Sorry, but I have to call BS. There is no "hardline no" as it relates to the races of individual characters, for reasons I already mentioned. An orc PC fits into Krynn just as well as an Eladrin PC does to Athas. However, having a section that explains "this is why they were excluded, here is a modified version that fits with the setting, and here are ideas for bringing in PCs of that race from other settings" is inclusive, thorough, and educates people new to a setting about the intended character and feel of the setting while giving DMs tools to ignore that intent if they so choose.
You're fighting on both sides of the argument now?
What makes Dragonlance unique?
There are no orcs. But heres how to import a bunch of orcs from Faerun.
As soon as the 2e PDFs start including mechanical update appendices for every edition that comes after, I'll agree with you on that.
Sure. A 5e update, and then the 2e PDFs to show the world "as it was". Win-win.
"Arthaus Ravenloft?" I've never head of a product called that. A quick Google search appears to indicate that you're talking about the 3e Ravenloft books. If so, I liked those books. I liked what they did with the dark lords and land masses changing (I didn't have a problem with Soth losing his domain or with that Necropolis domain nestled within Darkon), and I liked what they did with the Weathermay twins taking on Van Richten's mantle in his absence. Notably, all of those things are in keeping with the tone and character of Ravenloft.
I was. However, isn't ironic to comment how you like the 3e changes to Ravenloft when it introduced Calibans (Ravenloft half-orcs) and found places for paladins, druids, bards, barbarians, monks, and sorcerers in the setting? Not just "ported over and stuck" but home-grown versions? By your Dark Sun example, The Ravenloft PHB should only have had Fighters, Rangers, Rogues, Wizards, Clerics, and then a section on "how to import other classes from other settings".

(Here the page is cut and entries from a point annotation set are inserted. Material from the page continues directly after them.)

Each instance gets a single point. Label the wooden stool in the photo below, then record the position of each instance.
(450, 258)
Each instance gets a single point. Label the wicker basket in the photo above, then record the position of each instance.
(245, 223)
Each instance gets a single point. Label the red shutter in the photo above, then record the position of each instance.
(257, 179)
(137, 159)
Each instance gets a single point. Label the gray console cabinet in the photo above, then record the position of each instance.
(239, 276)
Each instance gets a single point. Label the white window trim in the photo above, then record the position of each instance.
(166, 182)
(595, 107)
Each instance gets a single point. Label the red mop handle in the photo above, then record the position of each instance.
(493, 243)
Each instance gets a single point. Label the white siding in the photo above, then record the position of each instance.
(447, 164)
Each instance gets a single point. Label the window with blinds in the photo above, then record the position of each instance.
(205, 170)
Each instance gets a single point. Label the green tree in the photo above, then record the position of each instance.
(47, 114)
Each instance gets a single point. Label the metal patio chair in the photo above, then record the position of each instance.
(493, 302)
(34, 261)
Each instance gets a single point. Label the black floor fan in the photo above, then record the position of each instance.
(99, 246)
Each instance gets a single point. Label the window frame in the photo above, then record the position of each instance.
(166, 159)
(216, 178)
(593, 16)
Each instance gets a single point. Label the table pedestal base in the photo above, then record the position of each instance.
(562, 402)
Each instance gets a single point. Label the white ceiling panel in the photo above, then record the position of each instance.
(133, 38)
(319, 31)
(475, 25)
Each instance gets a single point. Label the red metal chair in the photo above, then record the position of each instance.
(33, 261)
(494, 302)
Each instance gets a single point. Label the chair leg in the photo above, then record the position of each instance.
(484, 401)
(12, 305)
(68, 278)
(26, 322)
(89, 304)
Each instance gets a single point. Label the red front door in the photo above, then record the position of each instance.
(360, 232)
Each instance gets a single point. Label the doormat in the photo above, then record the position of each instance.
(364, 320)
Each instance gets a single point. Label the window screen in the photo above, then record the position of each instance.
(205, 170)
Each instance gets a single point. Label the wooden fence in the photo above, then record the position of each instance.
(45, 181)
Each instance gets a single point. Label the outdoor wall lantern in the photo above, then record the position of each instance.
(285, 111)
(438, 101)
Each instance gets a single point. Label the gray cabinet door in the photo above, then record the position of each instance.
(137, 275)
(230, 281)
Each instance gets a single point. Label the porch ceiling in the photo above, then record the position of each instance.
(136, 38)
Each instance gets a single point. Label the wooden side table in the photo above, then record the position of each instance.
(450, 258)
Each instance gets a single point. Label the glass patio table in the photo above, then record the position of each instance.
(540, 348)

It shows what I've been on about, you CAN expand the setting's options while keeping true to its spirit.
That's making things a bit personal don't you think? I have no problem with changes, I just want them to be in keeping with the feeling, the tone, and the character originally intended for the settings. You can play it as jumpscare slasher "horror," but Ravenloft should always be designed primarily with a gothic horror feel in mind because that is the identity of the setting.
I didn't mean to direct it at you, I was directing it at the setting. A setting needs to grow and evolve. It Dark Sun doesn't allow more options that it did in 2e, its not worth converting. There is nothing about gothic horror that precludes monks or elves. There is nothing about sword-and-sandals that precludes warlocks and dragonborn. There is nothing about romantic fantasy that precludes sorcerers and half-orcs. The tone of the world isn't defined by what is cut out of the PHB.